Całkowicie popuściłam pasa, ale jakoś nie jest mi z tego powodu przykro. Na Boże Narodzenie ustaliłam sobie jedno: przytyć tylko kilogram. Zobaczymy czy wypełniłam plan w całości 😜
1. Kalorie —?/7 — Poniedziałek, wtorek jeszcze liczyłam kalorie, ale od środy zaczęło się gotowanie, więc nawet się nie łudziłam, że dam radę to ogarnąć. Na sto procent jadłam więcej niż powinnam, ale zdecydowanie wyglądało to lepiej niż rok wcześniej. Bo zwyczajnie nie byłam w stanie zjeść aż tak dużo. Żołądek przyzwyczaił się do mniejszej ilości jedzenia i nie dało rady napchać się po brzegi.
2. Woda — 3/7 — W tym tygodniu zaskakująco królowały herbatki, spożywane pod kocykiem, w towarzystwie serialu.
3. Spacery/marsze — 8,9 km — Chyba to obżarstwo zmotywowało mnie na tyle, że wyskoczyłam na spacer. Nawet deszcz mnie nie zniechęcił.
4. MOVEmber — 1/5 — Tutaj za to klapa totalna. Nie sądziłam, że święta tak mnie rozleniwią, lecz poddałam się im po całości. Ale spokojnie, nadrobię to, zrobię po prostu ten tydzień, który mi wypadł z lekkim opóźnieniem.
5. Cardio — 0 min — Czy prawie 3 km spaceru przez grząski piach można uznać za mocniejsze cardio? Bo ostatnio zaczęli odnawiać tę moją trasę przy jeziorze, którą tutaj kiedyś zamieściłam i jest ona teraz w małej rozsypce - dosłownie można by powiedzieć - i cała zamieniła się w ruchome piaski. Co mnie oczywiście nie powstrzymało, ale zdecydowanie utrudniło wędrówkę. Na, drugi dzień nogi bolały jak trzeba.

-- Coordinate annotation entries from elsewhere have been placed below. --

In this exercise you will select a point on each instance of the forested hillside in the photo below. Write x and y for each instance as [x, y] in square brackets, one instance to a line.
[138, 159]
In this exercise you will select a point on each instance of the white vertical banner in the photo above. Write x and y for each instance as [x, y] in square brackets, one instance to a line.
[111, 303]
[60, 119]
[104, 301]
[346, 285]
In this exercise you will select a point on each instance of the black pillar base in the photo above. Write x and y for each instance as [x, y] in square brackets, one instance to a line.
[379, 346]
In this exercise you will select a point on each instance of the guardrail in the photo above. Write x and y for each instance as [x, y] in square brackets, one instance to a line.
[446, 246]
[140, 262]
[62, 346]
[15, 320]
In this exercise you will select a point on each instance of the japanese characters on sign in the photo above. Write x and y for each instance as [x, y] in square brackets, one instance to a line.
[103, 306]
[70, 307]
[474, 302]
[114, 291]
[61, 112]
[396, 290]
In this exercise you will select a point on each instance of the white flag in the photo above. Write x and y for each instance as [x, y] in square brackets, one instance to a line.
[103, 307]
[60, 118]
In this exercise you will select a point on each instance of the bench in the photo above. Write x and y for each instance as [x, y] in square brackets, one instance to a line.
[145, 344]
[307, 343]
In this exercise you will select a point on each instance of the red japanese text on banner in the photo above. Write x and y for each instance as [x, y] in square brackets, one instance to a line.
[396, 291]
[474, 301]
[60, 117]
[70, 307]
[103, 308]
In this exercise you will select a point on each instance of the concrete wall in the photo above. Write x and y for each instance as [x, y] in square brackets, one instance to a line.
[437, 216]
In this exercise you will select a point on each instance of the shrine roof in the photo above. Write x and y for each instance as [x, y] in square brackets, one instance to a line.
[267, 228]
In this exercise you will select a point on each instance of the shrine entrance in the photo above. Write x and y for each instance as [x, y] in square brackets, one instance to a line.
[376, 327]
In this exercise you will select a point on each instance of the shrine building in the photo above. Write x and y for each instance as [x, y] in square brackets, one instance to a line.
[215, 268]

W czwartek z rana wpadnę z aktualną wagą i pomiarami, które zamkną ten ciekawy rok.
Do następnego 🙂
kklaudia1882
29 grudnia 2020, 18:06Myślę, że spokojnie te 3km w takich warunkach można uznać za cardio :) cardio to nie tylko przecież wysiłek, że pot leje się z ciebie strumieniami :)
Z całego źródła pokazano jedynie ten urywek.